The firmware (PAL Code) was almost a hypervisor/nanokernel, with the OS kernel making calls to the PAL Code. The PAL Code version used for Tru64 UNIX/Linux implemented just two protection rings, while the PAL Code version used with OpenVMS emulated more protection rings. As you remember, as long as access violations trap to the most privileged ring, you can emulate an arbitrary number of rings between the least and most privileged rings.
> Adding to andriew's comment, x86's more strict memory model reduces the hardware's flexibility and enforces a more strict ordering than usually required. If you think you really need the x86 memory model, you're probably doing something wrong, but can get it (at significant cost) by adding lots of memory fences.
I think it's perfectly sensible to be weaker than x86. But having to deal with data dependency as you have to do on alpha is just too cumbersome / hard to get right.
Acquire/Release (or read/write/full) memory barriers are quite easy to understand, but data dependency barriers are damned finnicky, and missing ones are really hard to debug. I'm more than a bit doubtful that the cost of a halfway sane (even if weak) coherency model is a relevant blocker in upping the scale of both CPUs core counts and applications. Driver woxter slim disk usb 20. At the moment the biggest issue seems to be the ability of developers to write scalable software, and to come up with patterns that make write writing scalable software more realistic. I suspect there's room for selectively reducing the coherency effects of individual instructions in some memory models - e.g. X86 atomic instructions that don't essentially imply a full memory barrier (disregarding uncached access and such) would be great. Selectively lowering the coherency makes it possible to do so in the hottest codepaths.

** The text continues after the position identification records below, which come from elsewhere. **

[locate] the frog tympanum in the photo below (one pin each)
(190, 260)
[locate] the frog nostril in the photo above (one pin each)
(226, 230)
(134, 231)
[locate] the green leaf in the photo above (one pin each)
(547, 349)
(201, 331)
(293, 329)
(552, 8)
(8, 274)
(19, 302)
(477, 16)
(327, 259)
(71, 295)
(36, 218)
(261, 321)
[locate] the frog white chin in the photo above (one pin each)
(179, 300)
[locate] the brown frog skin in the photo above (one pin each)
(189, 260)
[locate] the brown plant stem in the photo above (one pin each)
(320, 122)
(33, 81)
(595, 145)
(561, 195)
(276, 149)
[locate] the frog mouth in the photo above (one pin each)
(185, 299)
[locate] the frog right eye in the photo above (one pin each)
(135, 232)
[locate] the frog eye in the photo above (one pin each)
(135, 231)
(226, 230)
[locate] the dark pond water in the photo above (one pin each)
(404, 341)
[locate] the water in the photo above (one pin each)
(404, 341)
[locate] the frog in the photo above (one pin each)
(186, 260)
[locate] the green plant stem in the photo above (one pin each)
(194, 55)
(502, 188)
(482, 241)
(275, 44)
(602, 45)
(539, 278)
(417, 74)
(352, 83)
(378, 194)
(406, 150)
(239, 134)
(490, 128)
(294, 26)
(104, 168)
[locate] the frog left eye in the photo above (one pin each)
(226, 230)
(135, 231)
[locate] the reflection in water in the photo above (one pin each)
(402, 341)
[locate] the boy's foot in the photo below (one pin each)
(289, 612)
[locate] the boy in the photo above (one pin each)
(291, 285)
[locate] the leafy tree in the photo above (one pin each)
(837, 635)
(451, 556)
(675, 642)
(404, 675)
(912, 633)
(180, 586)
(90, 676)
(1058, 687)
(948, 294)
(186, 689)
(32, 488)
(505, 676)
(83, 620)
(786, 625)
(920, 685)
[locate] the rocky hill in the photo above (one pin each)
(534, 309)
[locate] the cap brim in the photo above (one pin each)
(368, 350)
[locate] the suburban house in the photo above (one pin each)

'Wine Is Not an Emulator' -> WINE 'WINdows Emulator' -> WINE I've seen both interpretations be used. In this case, 'minimal hypervisor and address space translation layer' (more or less - I've no idea exactly what it does) is somewhat harder to remember. I think they were going for 'simplest/shortest word that gets the point across' since that document is likely to be read by people leaning more toward executive/high-level positions as opposed to the detail-jugglers who shout at bare metal all day. Address space translation is not a small thing to do in the win32 API. Not only do you need to translate pointer parameters and return values for thousands of API function calls, you also need to translate pointers in (possibly nested) structures, and also to do the same for each and every possible window message, where the general message payload may be any one of a combination of integers, pointers, and structures of (structures of) pointers.